Chapter 3: in which Carson fails to solve a civic problem

Chapter Text

"Can we just do a gambling tax?" Vanamonde curled his hands around his coffee cup and looked up through his fringe. He'd had a growth spurt sometime lately - it was amazing how fast the boy was growing - and he could lace his fingers together around the cup now. "It'd annoy them, at least."

"Bear in mind they're not the only bookies in town," Carson pointed out. It would be legally tricky to sort out the respectable local-owned snail race betting from the shady characters up at the Castle, counting heads when the prisoners came out. Or didn't.

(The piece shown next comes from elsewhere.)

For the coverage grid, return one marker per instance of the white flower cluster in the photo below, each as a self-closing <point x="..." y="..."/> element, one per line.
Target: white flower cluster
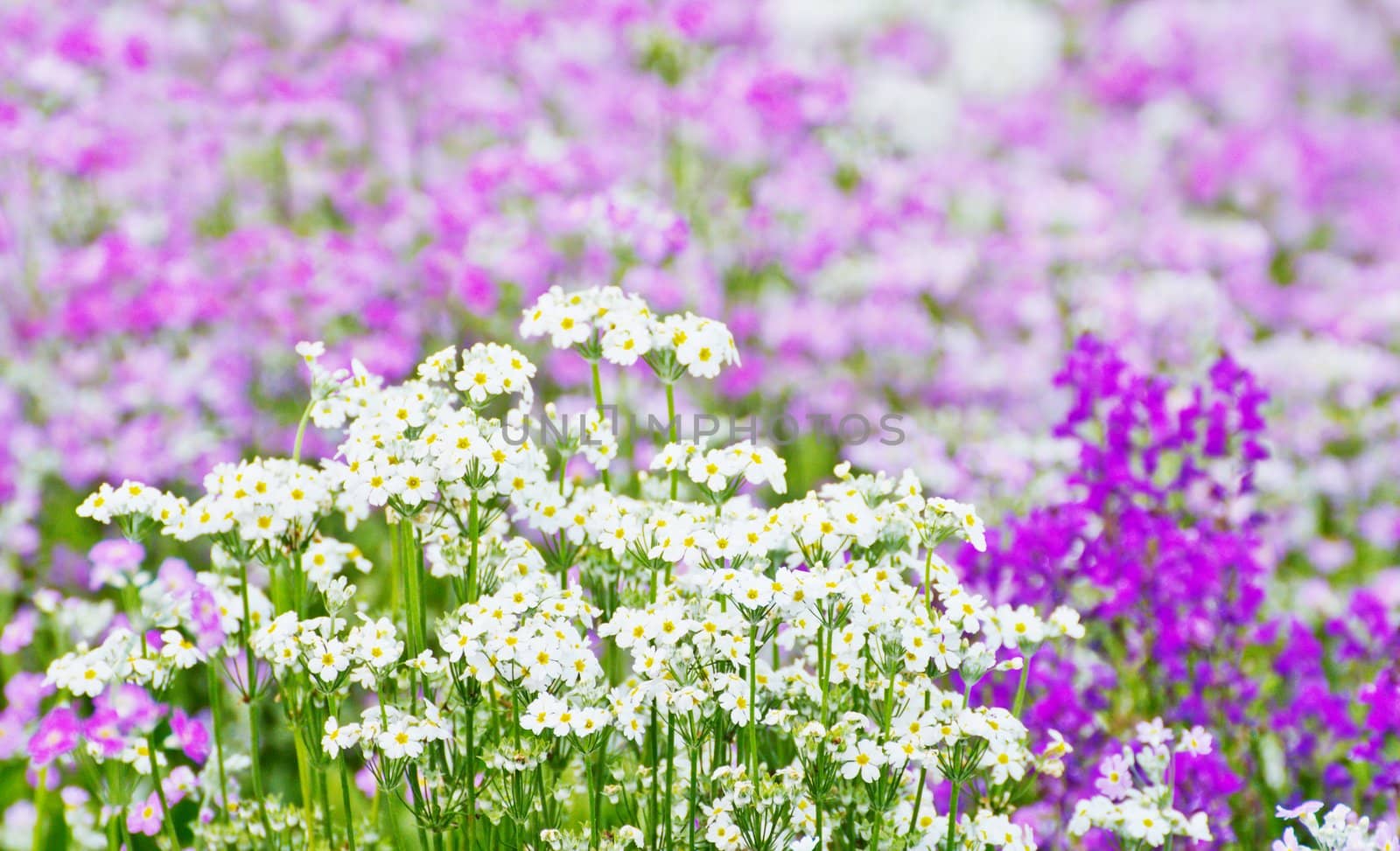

"Oh. Right." Van wilted slightly. "And it'd be hard to explain to the Burgermeister."

Arella put in, "Not necessarily."

"The Burgermeister has snail slime for brains, right." Carson nodded.

"I meant because it's a revenue source that would be passed on to tourists, Poppa. But I'll be quiet. You go on with your lesson." She folded her hands primly and smiled. She was a clever woman and a lovely daughter-in-law, he couldn't have gotten through the last decade without her, but when she smiled like that Carson wondered sometimes if she was rolling her eyes at the obtuse old man. Well, he wasn't dead. He'd even done the supper dishes, rheumatism or no, and let her fret. At Carson's age you took your victories where you could.

Right. He took a long sip of coffee to gather his wits, and wrapped his hands around the cup for warmth as well; it was well into autumn, and a cold, damp autumn that should have driven the Castle entertainers away, but was just driving them to put up shacks and great ugly braziers like no proper building in Mechanicsburg should need, with the coal-gas vein. And here he was woolgathering again. "Any more targeted ideas, m'boy?"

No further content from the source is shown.